Irfan Kashmiri, 20, is on the streets almost every day with stones in his hands. “Politicians asked for votes in the name of representing the people involved in muhim, now they are the ones targeting us.” He represents a generation for whom stone-pelting is not only a means of venting anger but a means of survival and sustenance in a tumultuous valley.
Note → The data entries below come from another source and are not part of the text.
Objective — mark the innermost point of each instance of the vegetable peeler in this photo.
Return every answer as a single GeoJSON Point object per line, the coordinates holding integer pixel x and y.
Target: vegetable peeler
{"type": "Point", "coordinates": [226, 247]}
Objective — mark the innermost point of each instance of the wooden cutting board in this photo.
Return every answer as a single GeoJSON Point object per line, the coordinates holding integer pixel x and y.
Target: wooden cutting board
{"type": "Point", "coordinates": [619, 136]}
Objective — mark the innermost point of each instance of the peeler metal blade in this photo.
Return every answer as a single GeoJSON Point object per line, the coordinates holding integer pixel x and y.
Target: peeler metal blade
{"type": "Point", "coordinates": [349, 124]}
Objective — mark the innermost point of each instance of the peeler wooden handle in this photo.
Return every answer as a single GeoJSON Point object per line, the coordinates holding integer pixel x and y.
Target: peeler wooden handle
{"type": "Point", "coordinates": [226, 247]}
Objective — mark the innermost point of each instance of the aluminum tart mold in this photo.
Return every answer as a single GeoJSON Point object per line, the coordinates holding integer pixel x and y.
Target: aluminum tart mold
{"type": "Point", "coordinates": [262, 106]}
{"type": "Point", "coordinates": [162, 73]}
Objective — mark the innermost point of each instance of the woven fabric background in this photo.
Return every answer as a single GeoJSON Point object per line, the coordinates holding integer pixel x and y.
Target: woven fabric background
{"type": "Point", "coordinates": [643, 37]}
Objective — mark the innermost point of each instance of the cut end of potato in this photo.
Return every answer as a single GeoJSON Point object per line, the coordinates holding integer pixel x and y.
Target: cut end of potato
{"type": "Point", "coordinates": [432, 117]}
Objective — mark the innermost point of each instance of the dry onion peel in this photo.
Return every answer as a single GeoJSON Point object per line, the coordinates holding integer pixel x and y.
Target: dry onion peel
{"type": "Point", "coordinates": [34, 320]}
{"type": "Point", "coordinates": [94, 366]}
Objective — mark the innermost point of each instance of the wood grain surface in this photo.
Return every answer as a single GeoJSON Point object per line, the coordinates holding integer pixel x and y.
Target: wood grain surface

Sajad Ghani is a readymade garments trader from Sangam village on the Srinagar National Highway. He says, “Militancy is the biggest trade in the valley. Most trade is controlled by businesses that have muhim leaders as invisible partners.” People like Ghani symbolise the new-age micro-economics that has come up in the Valley where the economic divide is splitting the society into haves and have-nots. On-street militancy has quickly emerged as a career option for a breed of young Kashmiris born in the shadow of guns and terror.

Zaffar Khan, 50, is the son of an eminent academician in Anantnag. He says, “We grew up with Hindus and celebrated Eid with as much fervour as we did Diwali. We played together and ate from the same plate; Kashmir in the pre-90s era was an epitome of brotherhood, tolerance; a truly secular fabric that reflected the ethos of being Indian. But this generation has seen nothing but fanaticism, hatred and curfews.”

There is another shade of grey looming on the valley. The stone mujahids have realised that the closure of the establishment means closure of schools and colleges and hence a good reason for a weak political class to exert pressure on the government to promote students without examinations. Freebies like this are an intoxicating drug for these young minds who have found in stone-pelting a vocation, and escapism, and perhaps a way for the voiceless to exert power in a society ruled by the gun.

“These young boys also harass women who want to study and work towards a progressive life. Women are often threatened and molested in the name of muhim,” says Shabnam Mir, 17, who dropped out of high school in Sopore after she was publicly abused.

Rubina Ali, 43, a social worker from downtown Anantnag, talks of the “business of terror and a generation of young Kashmiris as consumers crushed between the muhim and the state. “Even social media is watched. Anything we say about the current state of Kashmir draws flak, especially if we express dissent against militancy.”

Modern Kashmir is fast forgetting its legends and history. “How many Kashmiris today even know of Tahir Ashai or Ghani Kashmiri, a legendary Persian Kashmiri poet whose work is prescribed study for scholars in Iran but who lies in a forgotten and dilapidated grave in the Rajouri Kadal area of Srinagar,” asks Bilal Rather, a professor at Kashmir University.Do they remember that Charaka, famous for the medical treatise, Charaka Samhita , was from Kashmir?

Even as the mainland rewrites its history, the militants in the valley are writing a new history of Kashmir that sees Islam and terror as the only stakeholders.

(Names and locations have been changed to protect identities.)

Ashish Kaul is a media veteran and currently business head with a transnational group.